Sports

Baseball done, RKA’s Tureski looks to medicine

Posted

Healy Tureski was sitting near his old dugout at Seton Park, a place he called home as a key part of the Riverdale/Kingsbridge Academy baseball team for the past four seasons. 

Although his high school baseball career came to an end with a playoff loss to Washington Heights almost three months ago, Tureski says the game always will be special for him.

“It changed everything for me from the second I was on the team in my freshman year,” said Tureski, who pitched and played second base for the Tigers. “I’ve always said that the second the preseason starts in January it starts to feel like you’re getting ready for a war. It’s a war, not only against other teams, but against your own boundaries and your time management. And everyone grew closer through the struggle of having to put in the work every day and be punctual every day, and just working their hardest.”
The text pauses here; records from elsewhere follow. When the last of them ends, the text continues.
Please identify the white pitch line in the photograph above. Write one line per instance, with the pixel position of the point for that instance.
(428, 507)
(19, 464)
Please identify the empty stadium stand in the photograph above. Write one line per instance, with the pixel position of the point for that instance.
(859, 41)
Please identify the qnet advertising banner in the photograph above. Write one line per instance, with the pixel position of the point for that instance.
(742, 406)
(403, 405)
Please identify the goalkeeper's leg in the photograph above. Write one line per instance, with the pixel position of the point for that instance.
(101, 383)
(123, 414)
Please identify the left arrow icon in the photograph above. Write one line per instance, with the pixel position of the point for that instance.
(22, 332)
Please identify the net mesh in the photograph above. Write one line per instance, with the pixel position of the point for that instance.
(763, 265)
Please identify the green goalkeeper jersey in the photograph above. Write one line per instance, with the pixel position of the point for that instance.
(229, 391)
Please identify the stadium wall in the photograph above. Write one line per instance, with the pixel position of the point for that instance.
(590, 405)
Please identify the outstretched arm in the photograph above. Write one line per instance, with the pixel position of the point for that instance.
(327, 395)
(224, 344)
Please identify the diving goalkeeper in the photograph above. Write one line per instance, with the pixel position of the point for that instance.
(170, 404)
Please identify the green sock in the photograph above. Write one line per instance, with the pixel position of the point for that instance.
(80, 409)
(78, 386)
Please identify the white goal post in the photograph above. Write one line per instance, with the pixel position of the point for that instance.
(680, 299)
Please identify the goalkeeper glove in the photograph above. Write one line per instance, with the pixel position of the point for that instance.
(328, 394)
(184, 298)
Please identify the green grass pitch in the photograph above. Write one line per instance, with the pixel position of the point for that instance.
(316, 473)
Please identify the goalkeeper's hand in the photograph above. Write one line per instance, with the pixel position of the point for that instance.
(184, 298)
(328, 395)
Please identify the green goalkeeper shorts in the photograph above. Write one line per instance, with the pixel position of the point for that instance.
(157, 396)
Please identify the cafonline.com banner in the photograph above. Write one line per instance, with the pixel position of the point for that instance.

That hard work and dedication translated into 27 regular-season victories for the Tigers over the past three seasons as well as three postseason appearances. But it all seems to have gone by in the blink of an eye.

“It definitely feels like it went by quick,” Tureski said. “I would say to a lot of the younger students that they should make sure that they are appreciating every moment because your time here does go by very quickly.”

But Tureski will take away a lot of treasured memories from his time wearing his No. 75 jersey at RKA. And one game, in particular, will always remind him of how close his team was.

“We were playing a game in the South Bronx (against Bronx Law & Justice High School) and we took a 7-2 lead,” Tureski said. “But we knew they were a pretty good team and that they would try to fight and come back. But we had our energy up for that entire game, and it was a great team environment. I played two other sports in high school (soccer and wrestling), but neither of them really felt like that, where everyone was in it together. 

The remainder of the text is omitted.